Another boy followed up to ask if he was from a merchant family based on the clans he’d name-dropped, but Simon ignored that too and countered. “I thought I was here to learn magic and serve the God-King, not become a scribe!”
That made a few boys smirk, and at least one laughed out loud, though he stopped immediately as soon as he’d drawn the eyes of the teacher.
“Magic is later,” another girl promised him. “Our ruler, in his infinite wisdom, put magic in words so that the peoples of other nations can never use it against us. So, first we must learn to read, then we will learn to read magic.”
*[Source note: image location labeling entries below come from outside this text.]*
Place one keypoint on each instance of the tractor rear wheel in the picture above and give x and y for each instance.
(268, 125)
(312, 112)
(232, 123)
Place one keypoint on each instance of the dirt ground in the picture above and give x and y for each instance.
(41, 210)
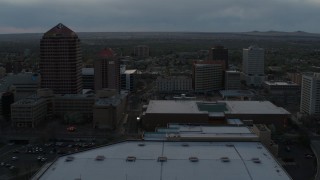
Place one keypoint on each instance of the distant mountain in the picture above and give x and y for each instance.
(281, 33)
(297, 35)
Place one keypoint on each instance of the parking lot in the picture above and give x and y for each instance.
(24, 160)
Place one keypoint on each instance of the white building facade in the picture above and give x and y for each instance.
(253, 66)
(310, 94)
(174, 84)
(208, 76)
(232, 80)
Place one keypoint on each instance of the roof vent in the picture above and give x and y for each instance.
(185, 144)
(100, 158)
(256, 160)
(225, 159)
(162, 159)
(69, 158)
(193, 159)
(229, 145)
(131, 158)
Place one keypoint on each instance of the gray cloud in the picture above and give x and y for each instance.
(164, 15)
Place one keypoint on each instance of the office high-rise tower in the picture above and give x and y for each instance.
(310, 94)
(61, 60)
(219, 53)
(207, 76)
(107, 71)
(253, 66)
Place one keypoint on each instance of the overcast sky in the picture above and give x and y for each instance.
(24, 16)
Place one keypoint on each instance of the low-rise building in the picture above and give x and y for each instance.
(232, 80)
(208, 76)
(280, 87)
(159, 113)
(128, 80)
(88, 78)
(198, 158)
(73, 108)
(28, 112)
(174, 84)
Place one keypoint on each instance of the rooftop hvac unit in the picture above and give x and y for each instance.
(256, 160)
(185, 144)
(131, 158)
(193, 159)
(162, 159)
(225, 159)
(100, 158)
(69, 158)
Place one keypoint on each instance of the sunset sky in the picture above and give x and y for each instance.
(25, 16)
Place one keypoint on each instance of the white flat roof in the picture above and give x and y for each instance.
(131, 71)
(177, 166)
(234, 107)
(254, 107)
(173, 106)
(280, 83)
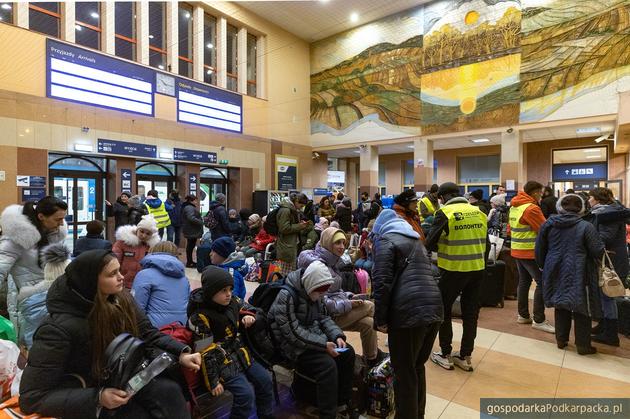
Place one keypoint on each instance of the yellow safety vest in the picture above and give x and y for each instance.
(161, 216)
(428, 204)
(523, 237)
(464, 248)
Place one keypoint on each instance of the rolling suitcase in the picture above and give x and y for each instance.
(492, 284)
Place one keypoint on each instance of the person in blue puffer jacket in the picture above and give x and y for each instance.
(161, 288)
(223, 255)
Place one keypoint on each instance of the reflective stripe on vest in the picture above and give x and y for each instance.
(427, 202)
(161, 216)
(523, 237)
(464, 248)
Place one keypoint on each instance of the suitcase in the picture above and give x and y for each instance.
(623, 309)
(492, 284)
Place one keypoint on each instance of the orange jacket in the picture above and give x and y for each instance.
(532, 216)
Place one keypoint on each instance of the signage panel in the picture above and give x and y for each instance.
(125, 148)
(78, 75)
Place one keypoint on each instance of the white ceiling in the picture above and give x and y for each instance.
(315, 20)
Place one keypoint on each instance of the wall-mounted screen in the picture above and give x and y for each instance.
(208, 106)
(79, 75)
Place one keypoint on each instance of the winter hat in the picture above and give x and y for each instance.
(223, 246)
(477, 194)
(213, 280)
(406, 198)
(571, 204)
(148, 223)
(329, 236)
(55, 257)
(317, 277)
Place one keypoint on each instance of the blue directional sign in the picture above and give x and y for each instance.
(79, 75)
(125, 148)
(579, 171)
(182, 154)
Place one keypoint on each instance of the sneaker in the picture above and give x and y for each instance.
(464, 363)
(544, 326)
(444, 361)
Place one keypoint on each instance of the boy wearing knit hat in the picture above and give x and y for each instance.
(227, 364)
(312, 341)
(223, 255)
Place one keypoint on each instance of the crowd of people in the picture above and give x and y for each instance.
(421, 256)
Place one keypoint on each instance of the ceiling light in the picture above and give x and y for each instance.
(588, 130)
(84, 147)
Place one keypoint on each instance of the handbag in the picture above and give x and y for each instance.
(609, 281)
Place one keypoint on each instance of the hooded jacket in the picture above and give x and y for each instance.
(302, 325)
(62, 346)
(610, 222)
(405, 295)
(532, 216)
(130, 251)
(19, 255)
(192, 223)
(568, 249)
(161, 289)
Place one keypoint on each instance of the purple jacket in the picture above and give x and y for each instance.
(337, 300)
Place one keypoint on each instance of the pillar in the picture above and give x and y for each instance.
(422, 164)
(512, 160)
(368, 169)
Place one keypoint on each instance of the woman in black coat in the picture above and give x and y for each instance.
(408, 307)
(88, 307)
(568, 249)
(192, 227)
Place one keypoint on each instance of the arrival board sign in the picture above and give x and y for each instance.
(124, 148)
(78, 75)
(208, 106)
(182, 154)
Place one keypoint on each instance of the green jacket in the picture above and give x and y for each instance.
(289, 230)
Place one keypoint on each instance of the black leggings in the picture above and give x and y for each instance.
(190, 247)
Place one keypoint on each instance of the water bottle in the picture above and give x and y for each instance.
(147, 374)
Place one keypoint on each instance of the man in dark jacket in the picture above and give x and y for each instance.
(459, 234)
(408, 307)
(93, 239)
(219, 212)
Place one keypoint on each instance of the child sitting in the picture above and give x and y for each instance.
(223, 255)
(227, 364)
(132, 244)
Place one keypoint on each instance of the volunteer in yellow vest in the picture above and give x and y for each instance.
(429, 203)
(459, 234)
(159, 210)
(525, 218)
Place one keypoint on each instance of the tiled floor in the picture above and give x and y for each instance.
(512, 360)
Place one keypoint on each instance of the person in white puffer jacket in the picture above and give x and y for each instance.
(25, 231)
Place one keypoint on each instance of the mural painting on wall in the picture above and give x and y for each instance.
(471, 65)
(369, 77)
(575, 58)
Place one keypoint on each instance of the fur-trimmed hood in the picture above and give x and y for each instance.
(127, 234)
(18, 228)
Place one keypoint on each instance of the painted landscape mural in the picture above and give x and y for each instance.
(451, 66)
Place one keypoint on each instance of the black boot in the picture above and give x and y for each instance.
(610, 334)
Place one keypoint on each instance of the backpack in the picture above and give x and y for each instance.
(210, 221)
(271, 223)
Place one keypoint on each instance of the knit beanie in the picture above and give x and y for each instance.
(213, 280)
(148, 223)
(223, 246)
(317, 277)
(55, 258)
Simon pretended to accept that explanation, even though he knew that magic was spoken and written in an entirely different language. If that was the explanation they gave to eager young children, at least it made sense, and he could accept that whatever stories he was being told were for an intended audience that he was only pretending to be.
The break was short, but the day was long. Despite his fears that it would take forever to get through the alphabet, it looked like it was planned that way. Even though he couldn’t detect any traces of magic in it, he could see that it was a sort of rotating curriculum that covered the same topics over and over so that students could learn by repetition. That made a sort of sense, since the class was always filling with new students and losing those who graduated. Still, simple math told him that he was doomed to be here for weeks at least.
There were nearly fifty students in brown robes. If two to three were being added to the class every week, and a similar amount were moving on to become acolytes, then that was still three to six months here learning things he already knew and pretending to suck at them. That was the worst part, he decided as he traced the fifth letter of the day. If this was detailed calligraphy practice, he would have embraced it.
Fortunately, just as he was about to go insane, they were given free time to work on art for a while. Given how harsh everything had been up until this point, that surprised him until he remembered that artistic ability was one of the things that he’d been tested on in the selection.
Well, at least they’re trying to develop imagination as much as knowledge, he told himself as he wiped his slate clean with his sleeve and tried to decide what it was he could draw. This wasn’t what he’d expected, but he’d make his peace with it if he could learn the answer to some of the deeper mysteries in this world.